The state constitution says anyone can be bailed by “sufficient sureties,” unless they’re charged with a capital offense or felony when “proof is evident or the presumption great,” and if their release poses a risk to the community. The proposed amendment would remove that language, instead saying only that in setting bail, courts must consider public safety, the person’s criminal record, the likelihood they would flee and seriousness of their offense.
Swearingen has amended the resolution to add “any factor that the General Assembly may describe” to those conditions.
House Bill 607 echoes the language of the proposed constitutional amendment.
“In all cases, bail must be fixed with consideration of the seriousness of the offense charged, the previous criminal record of the defendant, and the probability of the defendant appearing at the trial of the case,” says an analysis from the state Legislative Research Commission. “The bill expands these factors to require that bail must be fixed with consideration of all relevant information, including the risk to public safety.”
State Sen. Theresa Gavarone, R-Huron, has introduced a companion to HJR 2. Senate Joint Resolution 5 had its first hearing in the Senate Judiciary Committee on May 1.
The ACLU of Ohio urged rejection of both measures. It supports a rival bill, House Bill 315, which is still in the House Criminal Justice Committee. That bill, sponsored by state Reps. David Leland, D-Columbus, and Brett Hillyer, R-Uhrichsville, seeks to end the wealth-based disparity in treatment created by someone’s ability to pay cash bail.

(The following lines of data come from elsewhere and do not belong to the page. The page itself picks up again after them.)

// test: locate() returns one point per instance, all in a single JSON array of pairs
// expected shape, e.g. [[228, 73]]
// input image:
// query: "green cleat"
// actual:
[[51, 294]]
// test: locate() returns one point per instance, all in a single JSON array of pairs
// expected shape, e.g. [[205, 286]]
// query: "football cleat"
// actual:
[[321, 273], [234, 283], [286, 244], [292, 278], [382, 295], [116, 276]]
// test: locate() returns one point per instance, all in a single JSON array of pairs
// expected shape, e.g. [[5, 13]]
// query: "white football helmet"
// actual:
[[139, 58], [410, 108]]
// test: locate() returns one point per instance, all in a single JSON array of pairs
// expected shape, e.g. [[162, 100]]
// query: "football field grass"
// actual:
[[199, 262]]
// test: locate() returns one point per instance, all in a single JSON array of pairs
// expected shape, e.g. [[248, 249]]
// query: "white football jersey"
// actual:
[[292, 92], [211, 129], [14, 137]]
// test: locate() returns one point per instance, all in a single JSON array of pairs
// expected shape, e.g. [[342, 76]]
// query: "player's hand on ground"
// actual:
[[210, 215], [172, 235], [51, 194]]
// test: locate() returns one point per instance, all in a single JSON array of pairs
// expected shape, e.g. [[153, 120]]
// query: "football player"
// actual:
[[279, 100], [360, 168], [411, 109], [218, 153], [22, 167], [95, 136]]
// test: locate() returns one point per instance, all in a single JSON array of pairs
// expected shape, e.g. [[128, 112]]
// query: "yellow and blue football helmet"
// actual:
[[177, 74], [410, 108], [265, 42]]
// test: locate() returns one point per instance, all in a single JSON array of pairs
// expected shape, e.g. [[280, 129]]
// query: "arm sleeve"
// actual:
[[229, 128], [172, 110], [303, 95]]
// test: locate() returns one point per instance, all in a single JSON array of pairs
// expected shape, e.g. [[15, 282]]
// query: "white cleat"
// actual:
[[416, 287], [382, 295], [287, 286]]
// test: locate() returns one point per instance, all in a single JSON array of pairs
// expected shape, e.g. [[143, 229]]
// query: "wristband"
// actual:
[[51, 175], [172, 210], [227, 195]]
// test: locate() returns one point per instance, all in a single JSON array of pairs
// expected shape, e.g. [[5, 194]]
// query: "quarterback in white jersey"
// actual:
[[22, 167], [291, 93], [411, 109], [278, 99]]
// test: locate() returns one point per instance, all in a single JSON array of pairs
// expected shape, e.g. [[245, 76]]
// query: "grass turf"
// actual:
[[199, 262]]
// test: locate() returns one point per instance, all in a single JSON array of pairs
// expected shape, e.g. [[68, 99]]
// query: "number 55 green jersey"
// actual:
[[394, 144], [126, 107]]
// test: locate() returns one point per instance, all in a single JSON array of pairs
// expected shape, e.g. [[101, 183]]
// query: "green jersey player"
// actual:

Leland said in committee his bill’s most important provision is a “massive expansion” of the rules for pretrial detention, adding more than 50 crimes to the list of those for which a judge would need to determine the risk that releasing a prisoner would pose to others.
A Senate bill matching HB 315, sponsored by state Sens. Rob McColley, R-Napoleon, and Steve Huffman, R-Tipp City, is in the Senate Judiciary Committee.